A divided Madison City Council approved framework for a preliminary development agreement for the Judge Doyle Square project Tuesday evening after more than two hours of debate, allowing negotiators to move forward on hashing out key details.
The almost $200 million project involves developing two downtown blocks into headquarters and a research facility for biotech company Exact Sciences, along with a hotel, parking, retail and a bicycle center.
The city has long been planning to develop the two blocks — one containing the Madison Municipal Building and one holding the Government East parking ramp — and has sped up the timeline for the project to accommodate JDS Development’s most recent proposal and Exact Sciences’ desire to occupy new headquarters by July 2017.
Tuesday evening, the City Council approved the preliminary development agreement, paving the way to meet Exact Sciences’ deadline of having a preliminary development agreement signed by July 17.
That deadline, however, has left council members with many questions and concerns about the project. Tuesday evening, council members raised significant issues with the parking agreement and configuration, which would involve free parking for Exact Sciences employees and would only go one floor underground on block 88.
Exact Sciences COO Maneesh Arora said the company wants to provide free parking to employees like they would if located in the suburbs, and negotiating staff said the timeline is too tight to go below one floor of underground parking.
“I’d hope that these issues are revisited,” said District 11 Ald. Chris Schmidt.
The preliminary agreement approved Tuesday evening includes basics for financing, parking, land use and a guaranty to hinder Exact Sciences from relocating out of the downtown within eight years. The negotiating team will now continue to nail down details while the developer secures financing, bringing terms for a final development agreement before the Board of Estimates on Aug. 24 with the full council voting on it Sept. 1.
Some council members felt uncertain continuing negotiations, with the council ultimately voting on a divided voice vote to proceed.

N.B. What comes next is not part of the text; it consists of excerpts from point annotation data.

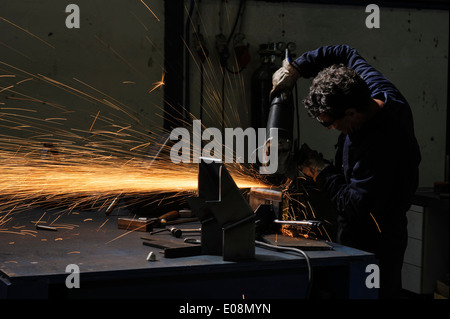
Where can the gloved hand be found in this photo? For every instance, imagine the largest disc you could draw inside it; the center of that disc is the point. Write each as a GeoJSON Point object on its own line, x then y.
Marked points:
{"type": "Point", "coordinates": [311, 163]}
{"type": "Point", "coordinates": [284, 78]}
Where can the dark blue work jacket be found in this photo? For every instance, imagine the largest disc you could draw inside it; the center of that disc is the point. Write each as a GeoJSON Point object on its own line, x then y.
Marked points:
{"type": "Point", "coordinates": [376, 168]}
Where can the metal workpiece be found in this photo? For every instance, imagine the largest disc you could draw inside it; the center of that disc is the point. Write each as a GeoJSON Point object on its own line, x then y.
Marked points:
{"type": "Point", "coordinates": [228, 225]}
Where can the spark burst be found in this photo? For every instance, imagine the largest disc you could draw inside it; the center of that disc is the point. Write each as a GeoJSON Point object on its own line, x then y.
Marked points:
{"type": "Point", "coordinates": [44, 162]}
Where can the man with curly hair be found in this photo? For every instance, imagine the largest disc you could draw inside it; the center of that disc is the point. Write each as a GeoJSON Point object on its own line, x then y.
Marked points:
{"type": "Point", "coordinates": [375, 171]}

“We’re going to have to make a decision whether or not we want to embrace this challenge or walk away from it,” said Mayor Paul Soglin Tuesday evening. “This is risky, there’s no question about it. We are going to be taking risks which involve the environment of the city, the transportation system of the city, housing patterns for the city and certainly the economics of the city.”

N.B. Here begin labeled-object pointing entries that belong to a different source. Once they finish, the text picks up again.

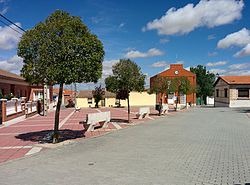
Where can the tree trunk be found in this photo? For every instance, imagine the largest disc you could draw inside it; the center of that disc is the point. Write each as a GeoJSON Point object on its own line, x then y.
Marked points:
{"type": "Point", "coordinates": [177, 99]}
{"type": "Point", "coordinates": [161, 102]}
{"type": "Point", "coordinates": [128, 110]}
{"type": "Point", "coordinates": [57, 115]}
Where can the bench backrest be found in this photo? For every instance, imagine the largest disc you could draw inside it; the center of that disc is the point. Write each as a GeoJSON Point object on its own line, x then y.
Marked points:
{"type": "Point", "coordinates": [144, 110]}
{"type": "Point", "coordinates": [165, 107]}
{"type": "Point", "coordinates": [98, 117]}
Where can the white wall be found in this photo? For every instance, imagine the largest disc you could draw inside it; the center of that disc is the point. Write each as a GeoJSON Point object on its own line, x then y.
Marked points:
{"type": "Point", "coordinates": [239, 103]}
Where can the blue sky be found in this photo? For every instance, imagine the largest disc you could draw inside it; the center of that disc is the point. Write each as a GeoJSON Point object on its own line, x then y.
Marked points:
{"type": "Point", "coordinates": [153, 34]}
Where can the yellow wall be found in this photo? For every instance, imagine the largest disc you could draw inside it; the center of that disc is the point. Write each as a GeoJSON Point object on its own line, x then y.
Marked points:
{"type": "Point", "coordinates": [83, 102]}
{"type": "Point", "coordinates": [136, 99]}
{"type": "Point", "coordinates": [141, 99]}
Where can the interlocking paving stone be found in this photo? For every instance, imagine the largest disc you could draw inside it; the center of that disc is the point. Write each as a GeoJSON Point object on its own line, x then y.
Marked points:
{"type": "Point", "coordinates": [202, 146]}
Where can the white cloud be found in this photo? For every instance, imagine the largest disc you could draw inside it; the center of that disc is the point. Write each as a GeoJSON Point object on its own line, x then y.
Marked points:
{"type": "Point", "coordinates": [8, 37]}
{"type": "Point", "coordinates": [4, 10]}
{"type": "Point", "coordinates": [163, 41]}
{"type": "Point", "coordinates": [13, 64]}
{"type": "Point", "coordinates": [219, 71]}
{"type": "Point", "coordinates": [211, 37]}
{"type": "Point", "coordinates": [244, 52]}
{"type": "Point", "coordinates": [121, 25]}
{"type": "Point", "coordinates": [160, 64]}
{"type": "Point", "coordinates": [219, 63]}
{"type": "Point", "coordinates": [137, 54]}
{"type": "Point", "coordinates": [240, 38]}
{"type": "Point", "coordinates": [212, 54]}
{"type": "Point", "coordinates": [234, 69]}
{"type": "Point", "coordinates": [237, 72]}
{"type": "Point", "coordinates": [206, 13]}
{"type": "Point", "coordinates": [239, 66]}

He said the potential benefit for the city, however, is significant, particularly given state levy limits and the need to build property tax base to increase city revenue.
The details of the preliminary agreement involve a financial commitment of more than $60 million from the city in various forms of contributions and more than $130 million from JDS Development, a joint venture of Hammes Company and Majestic Realty Co.
As part of the city’s commitment, $12 million in job-based tax increment financing would go toward Exact Sciences, with a requirement of 300 living wage jobs on block 88 by occupancy on July 1, 2017, and another 100 jobs by Jan. 1, 2019. If Exact Sciences does not meet that requirement, it will have six months from those deadlines to meet the deficiency. Beyond those six months, it will have to pay $30,000 for each deficient job, according to an addendum to the negotiation report providing more detail.
For the second stage of guaranty regarding relocation, Exact Sciences would be required to pay back the $12 million to the city if it relocated prior to occupancy. Each year after that for eight years, the amount due to the city upon relocation would reduce $1.5 million. If it relocated after four years at the site, for instance, Exact Sciences would owe Madison $6 million. After eight years, the loan is fully satisfied and there would be no financial penalty for the company to leave.